After the 3rd T20I, the teams flew to Georgetown in Guyana after CWI arranged their appointments; with the intervention and diplomatic efforts by Guyana's President Irfaan Ali, both the teams received their visas and the matches went ahead as scheduled. 14 members of the Indian team did not have the travel approvals including the coaching staff, and they had to attend the interviews to get their visas approved which included Indian team's captain Rohit Sharma and coach Rahul Dravid. While Ravindra Jadeja, Ravichandran Ashwin, Dinesh Karthik, Ravi Bishnoi, Suryakumar Yadav and Kuldeep Yadav were already present in Miami as they had their visas issued to them before.

==Squads==

| ODIs |  | T20Is |  |
|---|---|---|---|
| West Indies | India | West Indies | India |
| Nicholas Pooran (c); Shai Hope (vc); Shamarh Brooks; Keacy Carty; Jason Holder; Akeal Hosein; Alzarri Joseph; Brandon King; Kyle Mayers; Gudakesh Motie; Keemo Paul; Rovman Powell; Jayden Seales; Romario Shepherd; Hayden Walsh Jr.; | Shikhar Dhawan (c); Shreyas Iyer (vc); Ravindra Jadeja (vc); Yuzvendra Chahal; Ruturaj Gaikwad; Shubman Gill; Deepak Hooda; Avesh Khan; Ishan Kishan (wk); Prasidh Krishna; Axar Patel; Sanju Samson (wk); Arshdeep Singh; Mohammed Siraj; Shardul Thakur; Suryakumar Yadav; | Nicholas Pooran (c); Rovman Powell (vc); Shamarh Brooks; Dominic Drakes; Shimron Hetmyer; Jason Holder; Akeal Hosein; Alzarri Joseph; Brandon King; Kyle Mayers; Obed McCoy; Keemo Paul; Romario Shepherd; Odean Smith; Devon Thomas; Hayden Walsh Jr.; | Rohit Sharma (c); Hardik Pandya (vc); KL Rahul (vc); Ravichandran Ashwin; Ravi Bishnoi; Deepak Hooda; Shreyas Iyer; Ravindra Jadeja; Dinesh Karthik (wk); Avesh Khan; Ishan Kishan (wk); Bhuvneshwar Kumar; Rishabh Pant (wk); Axar Patel; Harshal Patel; Sanju Samson (wk); Arshdeep Singh; Kuldeep Yadav; Suryakumar Yadav; |

The West Indies also named Romario Shepherd and Hayden Walsh Jr. as reserve players for the ODI matches. Ahead of the first ODI, Romario Shepherd was added to the West Indies' squad, after Jason Holder tested positive for COVID-19. Hayden Walsh Jr. was added to the West Indies squad for the second ODI after Gudakesh Motie fractured a thumb in the first match.

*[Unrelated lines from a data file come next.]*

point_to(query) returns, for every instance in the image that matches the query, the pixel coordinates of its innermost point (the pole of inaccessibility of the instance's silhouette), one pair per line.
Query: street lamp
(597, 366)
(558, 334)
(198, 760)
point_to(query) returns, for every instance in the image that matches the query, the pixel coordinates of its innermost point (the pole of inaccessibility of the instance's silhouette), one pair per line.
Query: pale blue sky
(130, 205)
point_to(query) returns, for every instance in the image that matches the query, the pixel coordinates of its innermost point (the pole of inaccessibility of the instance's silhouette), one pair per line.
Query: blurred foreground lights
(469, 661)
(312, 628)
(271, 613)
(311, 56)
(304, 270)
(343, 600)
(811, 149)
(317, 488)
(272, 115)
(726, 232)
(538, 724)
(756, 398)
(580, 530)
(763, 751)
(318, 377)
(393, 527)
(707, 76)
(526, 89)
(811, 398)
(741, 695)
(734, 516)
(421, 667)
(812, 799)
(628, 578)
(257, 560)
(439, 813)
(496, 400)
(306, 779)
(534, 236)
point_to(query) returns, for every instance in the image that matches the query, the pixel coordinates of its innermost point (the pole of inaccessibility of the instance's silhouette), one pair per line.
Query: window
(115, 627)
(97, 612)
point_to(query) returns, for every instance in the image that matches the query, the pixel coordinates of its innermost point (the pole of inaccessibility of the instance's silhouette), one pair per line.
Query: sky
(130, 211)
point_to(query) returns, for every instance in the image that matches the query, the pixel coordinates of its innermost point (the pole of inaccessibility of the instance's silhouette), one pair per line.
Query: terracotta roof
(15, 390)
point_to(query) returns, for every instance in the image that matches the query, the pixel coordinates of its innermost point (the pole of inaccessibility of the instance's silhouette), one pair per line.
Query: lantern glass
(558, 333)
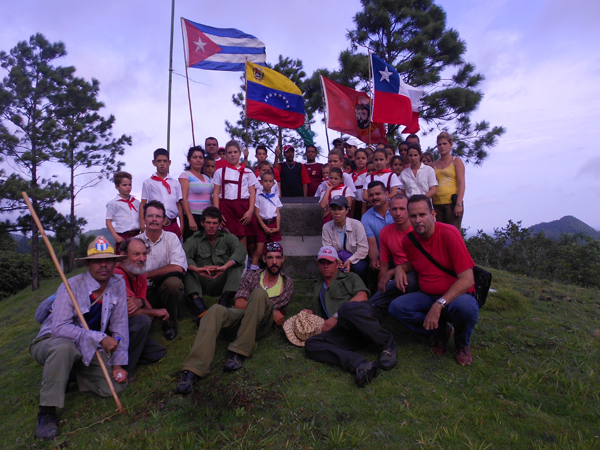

Ravindra Jadeja was initially ruled out of India's squad for the first two ODI matches due to a knee injury. He was later ruled out of the third ODI after not recovering from the injury, with Shreyas Iyer named as the team's vice-captain for the series in place of Jadeja. KL Rahul not selected in India's ODI squad due to a sports hernia, but he was selected for the T20I squad. However, he then tested positive for COVID-19, and was ruled out of the T20I series. Sanju Samson was later named as Rahul's replacement for the T20I series andHardik Pandya was appointed as the team's vice-captain for the T20I series. During the fourth T20I, Harshal Patel was ruled out after a rib injury, without playing a single match in the series.